Thanks to a travel grant from the CLS at Yale University, I was able to attend the annual MESA meeting held this year in Boston. During the meeting, I attended the following important sessions relevant to the teaching of Arabic as a Foreign Language in the US: Arabic Language Register: Ideologies and Practices; Evaluative Development of Curriculum Innovations in Teaching Arabic as a Second Language; and Teaching Arabic Variation: Linguistic Reality, Linguistic Dissonance, & Linguistic Choice.
The following is a summery of some of the presentations that I found to be important to our field.

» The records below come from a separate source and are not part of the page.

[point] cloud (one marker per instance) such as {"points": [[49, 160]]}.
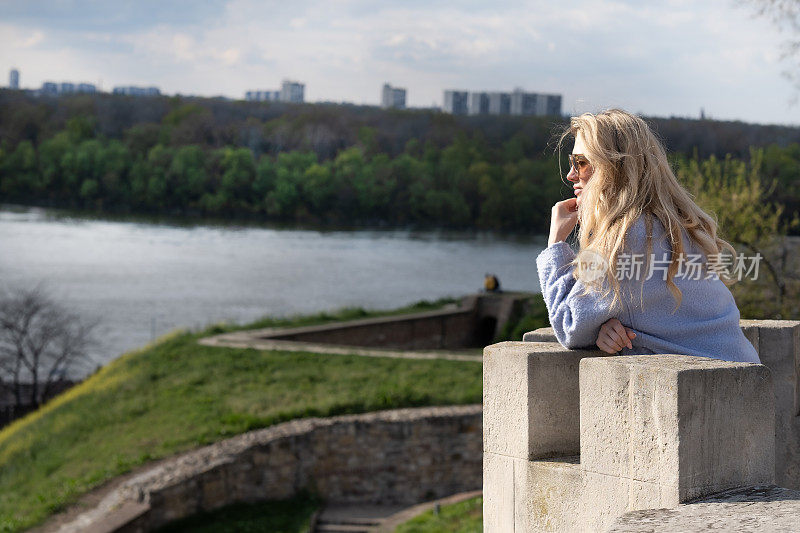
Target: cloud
{"points": [[664, 58]]}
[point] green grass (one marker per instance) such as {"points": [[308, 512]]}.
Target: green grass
{"points": [[461, 517], [176, 395], [284, 516]]}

1. Study Abroad Program Evaluations: Acculturation, Linguistic Proficiency and Diglossia
The results in this paper found that students who study abroad improve their intercultural competence. It was also found that students who studied a dialect before their study abroad program had an advantage in terms of perceived benefits at the end of their programs. Most of the subjects of this study disagreed that knowing MSA helped them interact with the host culture. In contrast, they reported that the more they interacted with native speakers in their dialect (spoken variety) the more confident and proficient they felt. The results of this study stress the importance of teaching dialect to learners of Arabic before they move to the native culture. However, the results of this study are based on self reports of proficiency.

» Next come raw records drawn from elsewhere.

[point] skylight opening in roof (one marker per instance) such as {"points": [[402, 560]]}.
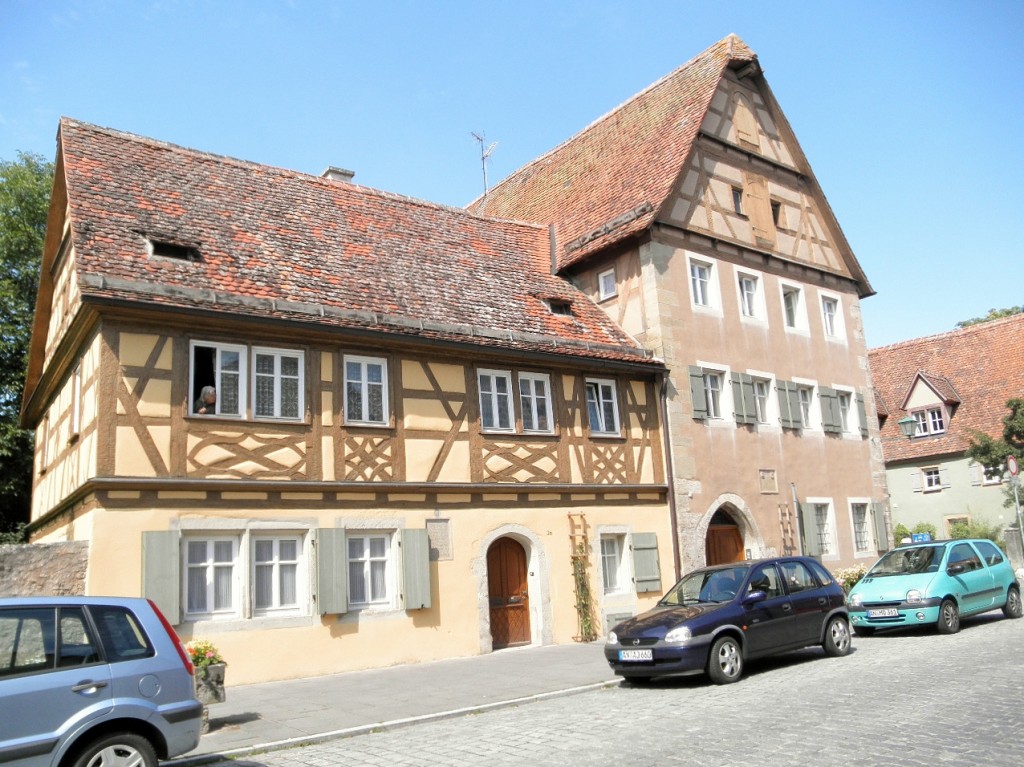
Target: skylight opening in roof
{"points": [[557, 306], [176, 251]]}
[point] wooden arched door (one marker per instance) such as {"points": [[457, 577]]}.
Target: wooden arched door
{"points": [[724, 543], [508, 594]]}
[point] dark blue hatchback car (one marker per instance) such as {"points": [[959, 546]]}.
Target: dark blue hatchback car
{"points": [[716, 619]]}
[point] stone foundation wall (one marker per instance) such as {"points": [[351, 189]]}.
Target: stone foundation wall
{"points": [[43, 569]]}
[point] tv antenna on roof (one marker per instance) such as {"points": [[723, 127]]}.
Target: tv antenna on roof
{"points": [[484, 154]]}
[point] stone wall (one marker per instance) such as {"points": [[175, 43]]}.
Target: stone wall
{"points": [[43, 569]]}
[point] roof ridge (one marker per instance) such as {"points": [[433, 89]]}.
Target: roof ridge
{"points": [[974, 328], [711, 50], [285, 172]]}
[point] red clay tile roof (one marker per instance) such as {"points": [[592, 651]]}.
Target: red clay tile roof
{"points": [[286, 245], [608, 181], [982, 365]]}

2. Integrating Dialect with MSA
This paper advocated exposing Arabic learners from the beginning stage to more than one dialect. At the end of the semester, learners were mixing two dialects (Levantine and Egyptian) with MSA. This is unnatural since native speakers mix (if they choose to) only one dialect their native one with MSA.
3. Adapting Literature in Arabic Classrooms
The presenter showed that teachers have to be careful in using literary material in their classes. She was against using childrens’ books with college learners. Instead she advocates using real literary works (to enjoy their meaning and message) with minimum adaptation (changes) to maintain their aesthetics and message.
4. Arabic in Danger
This paper discussed the imagined threat to Arabic as discussed in Arabic media. Aljazeera TV advocates using pure MSA forms over dialect only or mixing, because the editor perceived dialects as a threat to Arabism/Islamist ideals. However, there might be practical reasons for this policy other than ideological ones, such as comprehensibility across Arab countries and the national status of the program and its host who may want to avoid regionalism.
5. Teaching Arabic Variation
Four panelists discussed three different approaches to teaching AFL. The first view was to teach Colloquial first and MSA later. The second view was to integrate both Colloquial and MSA from the first day using Colloquial for oral communication and MSA for reading and writing. The third view was to start with MSA only and teach colloquial in the host country to which the student chooses to go to. All views were personal with anecdotal evidence. No one presented empirical data to either support their view or to disprove others. This remains a personal and sometimes entrenched ideological preference.
6. Yale Press workshop
The authors of three Arabic textbooks published by Yale University Press presented their works. I found this workshop very useful and the materials were very interesting. I was also able to ask questions about the underlying pedagogical rationale of these books.